You can use groupby and then apply to achieve what you want:
diffs = data.groupby(lambda idx: idx[0]).apply(lambda row: row - row.shift(1))
For a full example, suppose you create a test data set for 14 Nov to 16 Nov:
import pandas as pd
from numpy.random import randn
from datetime import time
# Create date range with 10 minute intervals, and filter out irrelevant times
times = pd.bdate_range(start=pd.datetime(2012,11,14,0,0,0),end=pd.datetime(2012,11,17,0,0,0), freq='10T')
filtered_times = [x for x in times if x.time() >= time(9,30) and x.time() <= time(16,20)]
prices = randn(len(filtered_times))
# Create MultiIndex and data frame matching the format of your CSV
arrays = [[x.date() for x in filtered_times]
,[x.time() for x in filtered_times]]
tuples = zip(*arrays)
m_index = pd.MultiIndex.from_tuples(tuples, names=['date', 'time'])
data = pd.DataFrame({'prices': prices}, index=m_index)
You should get a DataFrame a bit like this:
prices
date time
2012-11-14 09:30:00 0.696054
09:40:00 -1.263852
09:50:00 0.196662
10:00:00 -0.942375
10:10:00 1.915207
As mentioned above, you can then get the differences by grouping by the first index and then subtracting the previous row for each row:
diffs = data.groupby(lambda idx: idx[0]).apply(lambda row: row - row.shift(1))
Which gives you something like:
prices
date time
2012-11-14 09:30:00 NaN
09:40:00 -1.959906
09:50:00 1.460514
10:00:00 -1.139036
10:10:00 2.857582
Since you are grouping by the date, the function is not applied for 16:20 - 09:30.
You might want to consider using a TimeSeries instead of a DataFrame, because it will give you far greater flexibility with this kind of data. Supposing you have already loaded your DataFrame from the CSV file, you can easily convert it into a TimeSeries and perform a similar function to get the differences:
dt_index = pd.DatetimeIndex([datetime.combine(i[0],i[1]) for i in data.index])
# or dt_index = pd.DatetimeIndex([datetime.combine(i.date,i.time) for i in data.index])
# if you don't have an multi-level index on data yet
ts = pd.Series(data.prices.values, dt_index)
diffs = ts.groupby(lambda idx: idx.date()).apply(lambda row: row - row.shift(1))
However, you would now have access to the built-in time series functions such as resampling. See here for more about time series in pandas.
#MattiJohn's construction gives a filtered list of length 86,772--when run over 1/3/2007-8/30/2012 for 42 times (10 minute intervals). Observe the data cleaning issues.
Here the data of prices coming from the csv is length: 62,034.
Hence, simply importing from the .csv, as follows, is problematic:
filtered_times = [x for x in times if x.time() >= time(9,30) and x.time() <= time(16,20)]
DF=pd.read_csv('MR10min.csv')
prices = DF.price
# I.E. rather than the generic: prices = randn(len(filtered_times)) above.
The fact that the real data falls short of the length it "should be" means there are data cleaning issues. Often we do not have the full times as bdate_time will generate (half days in the market, etc, holidays).

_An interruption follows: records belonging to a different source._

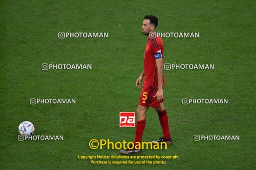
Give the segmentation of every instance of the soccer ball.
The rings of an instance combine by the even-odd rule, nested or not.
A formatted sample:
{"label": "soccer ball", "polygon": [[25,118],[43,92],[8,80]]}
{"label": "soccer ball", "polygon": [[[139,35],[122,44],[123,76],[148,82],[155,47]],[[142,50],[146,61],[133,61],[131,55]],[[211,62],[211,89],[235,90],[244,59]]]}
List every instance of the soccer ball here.
{"label": "soccer ball", "polygon": [[34,131],[33,124],[29,121],[23,122],[19,126],[18,132],[21,135],[31,136]]}

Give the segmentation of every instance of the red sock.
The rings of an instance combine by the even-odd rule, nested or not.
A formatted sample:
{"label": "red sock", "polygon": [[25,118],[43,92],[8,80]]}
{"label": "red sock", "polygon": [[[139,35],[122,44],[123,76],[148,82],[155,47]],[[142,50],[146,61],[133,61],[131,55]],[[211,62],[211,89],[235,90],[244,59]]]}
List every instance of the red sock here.
{"label": "red sock", "polygon": [[164,132],[164,138],[165,140],[169,140],[171,138],[171,135],[170,134],[169,128],[167,112],[165,109],[163,111],[158,112],[158,114],[159,116],[159,121],[160,121],[162,128],[163,129],[163,132]]}
{"label": "red sock", "polygon": [[142,135],[146,126],[146,119],[137,121],[136,124],[136,132],[135,133],[135,138],[134,144],[135,146],[137,146],[136,142],[141,142],[142,139]]}

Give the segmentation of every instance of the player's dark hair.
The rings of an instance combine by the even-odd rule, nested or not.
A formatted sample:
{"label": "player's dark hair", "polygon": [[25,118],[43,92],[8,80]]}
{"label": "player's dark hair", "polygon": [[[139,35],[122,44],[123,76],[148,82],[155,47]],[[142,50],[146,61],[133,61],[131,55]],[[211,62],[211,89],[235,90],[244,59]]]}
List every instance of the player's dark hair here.
{"label": "player's dark hair", "polygon": [[155,26],[155,28],[157,28],[158,24],[158,20],[157,18],[154,16],[144,16],[144,20],[148,19],[150,20],[150,24],[153,24]]}

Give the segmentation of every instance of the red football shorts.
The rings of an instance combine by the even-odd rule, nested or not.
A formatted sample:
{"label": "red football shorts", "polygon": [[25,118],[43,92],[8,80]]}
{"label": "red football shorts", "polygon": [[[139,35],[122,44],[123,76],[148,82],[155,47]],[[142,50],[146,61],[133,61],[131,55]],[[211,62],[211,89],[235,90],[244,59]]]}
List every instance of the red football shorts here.
{"label": "red football shorts", "polygon": [[144,86],[142,88],[142,94],[140,97],[139,104],[144,106],[151,106],[153,108],[158,108],[161,102],[157,102],[157,97],[153,98],[156,95],[157,90],[151,86]]}

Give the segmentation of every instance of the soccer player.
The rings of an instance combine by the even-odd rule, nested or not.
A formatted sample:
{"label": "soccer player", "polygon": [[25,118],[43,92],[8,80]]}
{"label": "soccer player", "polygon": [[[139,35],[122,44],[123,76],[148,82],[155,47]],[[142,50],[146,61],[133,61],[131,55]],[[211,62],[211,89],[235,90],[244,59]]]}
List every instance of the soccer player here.
{"label": "soccer player", "polygon": [[[135,146],[142,141],[142,135],[146,126],[146,113],[150,106],[155,108],[158,114],[159,120],[164,136],[156,142],[166,142],[172,144],[170,134],[167,112],[164,106],[163,88],[165,77],[163,72],[164,44],[160,36],[156,36],[155,30],[158,24],[158,18],[153,16],[146,16],[142,27],[142,34],[146,35],[148,42],[144,53],[144,69],[136,81],[136,86],[141,88],[141,82],[144,78],[144,82],[141,94],[139,106],[136,111],[137,122],[134,140]],[[137,147],[138,148],[138,147]],[[141,148],[126,149],[120,151],[122,154],[131,154],[141,152]]]}

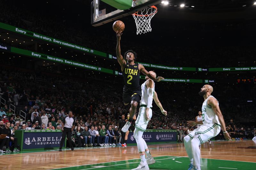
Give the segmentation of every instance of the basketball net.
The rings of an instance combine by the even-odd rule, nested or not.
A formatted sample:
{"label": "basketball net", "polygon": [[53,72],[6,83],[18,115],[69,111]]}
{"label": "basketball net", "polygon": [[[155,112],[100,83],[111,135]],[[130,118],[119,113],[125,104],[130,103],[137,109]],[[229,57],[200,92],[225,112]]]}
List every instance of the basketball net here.
{"label": "basketball net", "polygon": [[157,12],[157,8],[153,6],[132,14],[137,27],[137,35],[151,31],[150,21]]}

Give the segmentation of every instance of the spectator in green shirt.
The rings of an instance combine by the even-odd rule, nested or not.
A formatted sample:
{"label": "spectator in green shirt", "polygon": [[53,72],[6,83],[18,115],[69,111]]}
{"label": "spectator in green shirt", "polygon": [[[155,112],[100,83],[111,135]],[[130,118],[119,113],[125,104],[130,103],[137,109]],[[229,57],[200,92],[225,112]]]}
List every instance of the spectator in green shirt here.
{"label": "spectator in green shirt", "polygon": [[56,122],[55,122],[55,118],[54,117],[53,117],[52,118],[52,121],[51,122],[52,122],[52,126],[54,127],[56,129],[57,128],[57,124],[56,123]]}
{"label": "spectator in green shirt", "polygon": [[106,130],[105,130],[105,125],[102,125],[101,129],[100,131],[100,140],[101,141],[103,140],[104,140],[103,145],[104,146],[109,145],[109,144],[108,144],[108,136],[106,132]]}

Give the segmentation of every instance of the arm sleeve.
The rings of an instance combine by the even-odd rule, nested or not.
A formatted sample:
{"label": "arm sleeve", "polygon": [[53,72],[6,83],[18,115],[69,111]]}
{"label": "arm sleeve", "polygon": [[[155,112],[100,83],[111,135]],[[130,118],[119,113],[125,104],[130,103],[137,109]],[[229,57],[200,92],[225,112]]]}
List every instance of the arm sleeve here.
{"label": "arm sleeve", "polygon": [[147,107],[150,108],[152,106],[152,103],[153,102],[153,92],[154,90],[152,88],[148,88],[148,105]]}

Your solution is elegant. But I am not sure how to overcome the mismatch between the actual data and the a priori, prescribed dataframe.
Your second TimesSeries suggestion seems to still require construction of a datetime index similar to the first one. For example, if I were use the following two lines to get the actual data of interest:
DF=pd.read_csv('MR10min.csv')
data=pd.DF.set_index(['date','time'])
dt_index = pd.DatetimeIndex([datetime.combine(i[0],i[1]) for i in data.index])
It will generate a:
TypeError: combine() argument 1 must be datetime.date, not str
How does one make a bdate_time array completely informed by the actual data available?
Thank you to (#MattiJohn) and to anyone with interest in continuing this discussion.